I've had people not be interested in me because I wear nail polish. I think when I was a younger gay I allowed those things to bother me, but now -- I'm cute, I'll find someone else who doesn't give a shit about my painted nails, and maybe wants me to paint their nails. And that's Straight Acting.
One of the genius things you've done with Straight Acting is having your hosts put photos of themselves in crazy looks on Scruff and use that as a promotional tool. Did you ever leave one of those photos up and get some interesting responses?
Sometimes my hosts don't have Scruff and I'll chose a picture and use it on my account. Usually I change them back quickly, but one time I made one for Untitled Queen and I forgot to change it, and people were messaging me saying "I think you're great, I wanna get to know you." And I had to say, unfortunately that's not me in the photo, that's another queen, but I'll let her know that you fancy her. I'm seeing more trans people and more queer people on the apps, and that makes me really happy.
Do you think that Straight Acting as a party could happen in Manhattan?
I think it needs to. It's a very Brooklyn party, but it definitely should happen in Manhattan. I feel like that's where it is needed the most.
In Manhattan nightlife there are much stricter lines between the sexy "boy" parties and the drag shows, but it feels like that's starting to blur. Now you might see an ad for a huge circuit party and the go-go boy will be wearing heels. Is that the Straight Acting effect?
I hope so. That makes me really happy to see. I make an effort to invite a lot of boy boys, who don't do drag all the time, and have them as hosts, because I know that they'd be willing to dress up, and I want them to post the pictures, so that other people will see them and say, "Oh, he went to this party in heels and a wig and he's still sexy!" And I can't expect to do all of that on my own, it's a community effort, making sure the party is present and accessible to everyone.
We were talking earlier about how there's a lot of ugly misogyny in gay culture but your parties always seem to include cis women in your line-ups. Can you talk about that decision?
It's very important that women are included -- both cis and trans women -- in our scene and in our world. A lot of gays want to dress like women but don't want to party with them. The problem isn't as big in Brooklyn as it is in Manhattan -- there's a lot more diversity in the Brooklyn scene.
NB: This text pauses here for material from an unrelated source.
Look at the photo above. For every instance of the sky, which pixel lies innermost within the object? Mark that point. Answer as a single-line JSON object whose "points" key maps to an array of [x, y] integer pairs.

Straight Acting is about overcoming obstacles and breaking down gender norms, so I think women are very important to the party.
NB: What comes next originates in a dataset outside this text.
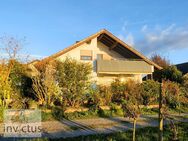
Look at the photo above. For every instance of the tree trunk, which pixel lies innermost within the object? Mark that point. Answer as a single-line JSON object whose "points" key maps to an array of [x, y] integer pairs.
{"points": [[160, 116], [134, 129]]}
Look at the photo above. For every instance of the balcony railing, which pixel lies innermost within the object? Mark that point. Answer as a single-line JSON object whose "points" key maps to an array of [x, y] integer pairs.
{"points": [[124, 67]]}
When Straight Acting started you had a dark room set up on stage -- do people actually hook up there or is it just part of the fantasy?
It was part of the fantasy of the party, that people could fag out and hook up in looks. I thought that would be really sexy and cute. But as the party grew, the dark room was not as successful, but I also didn't set out to make it that way. It was there if you needed it, and a lot of people didn't need it. A lot of people were just making out on the dance floor, and I was just happy to be creating a space where people could dance, get closer to each other, make out, and take someone home.
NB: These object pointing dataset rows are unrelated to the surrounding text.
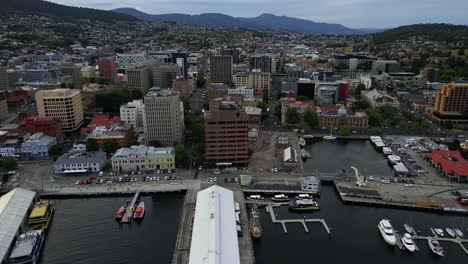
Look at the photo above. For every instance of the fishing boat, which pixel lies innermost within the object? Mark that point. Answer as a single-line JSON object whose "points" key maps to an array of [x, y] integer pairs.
{"points": [[41, 215], [330, 137], [254, 224], [408, 243], [410, 229], [120, 212], [386, 230], [439, 232], [27, 247], [450, 232], [139, 211], [302, 142], [435, 247], [304, 205], [280, 198]]}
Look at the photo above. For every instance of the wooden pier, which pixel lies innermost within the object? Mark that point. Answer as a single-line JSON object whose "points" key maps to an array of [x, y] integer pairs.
{"points": [[304, 221], [128, 215]]}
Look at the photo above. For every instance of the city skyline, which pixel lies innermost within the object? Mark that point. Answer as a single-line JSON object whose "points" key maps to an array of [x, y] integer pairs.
{"points": [[350, 13]]}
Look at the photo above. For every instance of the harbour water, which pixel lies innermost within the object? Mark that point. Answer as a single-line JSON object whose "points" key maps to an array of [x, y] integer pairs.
{"points": [[355, 237], [84, 231]]}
How happy does it make you feel to see two boys in heels and wigs making out on the dance floor?
Especially the hairy legged boys in mini skirts, who are feeling hot and feeling their damn fantasy! I've done it -- I never really make out with people at Straight Acting, I don't have time because I'm always running around. I've hooked up with a few boys I knew, who were in dresses and it was so hot, there was lipstick all over the place. And I've gone home with boys too, I just tell them, "Wait for me, I'll go home with you at 3:30."